Exhibition ‘A century of home cinema: from projector to smartphone’

A century of home cinema: from projector to smartphone

27 May-30 October, 2016
Limburgs Museum, Venlo

From the first home movies to vlogs on YouTube: since the advent of portable movie cameras (from 1910 onwards) people have tended to film the first steps and stumbles of a baby, parties, holidays and everyday family gatherings.

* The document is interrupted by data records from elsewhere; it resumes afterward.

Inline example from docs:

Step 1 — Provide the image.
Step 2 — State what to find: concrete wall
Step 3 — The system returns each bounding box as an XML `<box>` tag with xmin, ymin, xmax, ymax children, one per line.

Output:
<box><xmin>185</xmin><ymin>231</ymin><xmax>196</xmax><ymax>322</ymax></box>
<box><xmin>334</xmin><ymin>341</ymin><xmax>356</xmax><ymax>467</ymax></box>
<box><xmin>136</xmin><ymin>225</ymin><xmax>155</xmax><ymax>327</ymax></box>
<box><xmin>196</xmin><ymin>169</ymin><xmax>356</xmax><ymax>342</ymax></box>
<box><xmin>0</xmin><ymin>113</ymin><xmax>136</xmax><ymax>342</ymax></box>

In a number of time capsules, the exhibition sheds light in an attractive manner on the fascinating history of the private media, with Limburg as the backdrop. You are taken back to olden days based on old fragments of home movies full of happiness and tragedy, YouTube videos, photographic time icons, authentic apparatus from various collections, film accessories, handbooks, magazines and advertisements. It all starts by taking a look at the earliest cinematic trends. Why and when did people first start recording their own family life? Who wanted to enjoy the show, only their nearest and dearest, or maybe a bigger audience? And at what moment did home movies enter the public domain via the internet?

About home movies

The home movies shown stem primarily from the collection of the Limburgs Museum. They tell how people in Limburg experienced the key moments, what the world looked like at that moment, the fashion, gadgets and our fascination for technology. They talk about the family and about the cameramen themselves. We see how the amateur lens takes on an ever more important role and records everyday life. New technologies, such as sound recording on a Super 8 camera and the advent of video, influenced the way in which amateur movies were illustrated and presented. Thanks to digitization, the internet and mobile devices, the making, processing and dissemination of video clips have become an inextricable element of everyday culture. The terrain of the exclusive home cinema has shifted to the smartphone and we fight for attention on social media.

Four generations of the Mantz family

A separate storyline in the exhibition is a film made to order in four parts about a remarkable family history. At the forefront is the family of the world-famous photographer, Werner Mantz, originally from Cologne, who established himself in Maastricht in 1938.  Werner Mantz and his offspring recorded private images over a period of almost a hundred years. These images not only reveal an intimate world, but also document history. In this film documentary, Werner Mantz, played by the actor Hans van Leipsig, takes today’s viewer back into time. The real son and grandson of Werner Mantz respond to the story of Werner and talk about family life from their perspective. How people dealt with (social) media, then and now, runs like a thread through the story. The film is a production from Tanja Nabben and Wiek Lenssen in cooperation with the Limburgs Museum.

Doctorate research

This exhibition stems from doctorate research at the universities of Maastricht and Groningen under the title of Changing platforms of ritualised memory practises. The cultural dynamics of home movies (2012-2015).

Source picture familie in front of television in the living room (top): Philips Company Archives.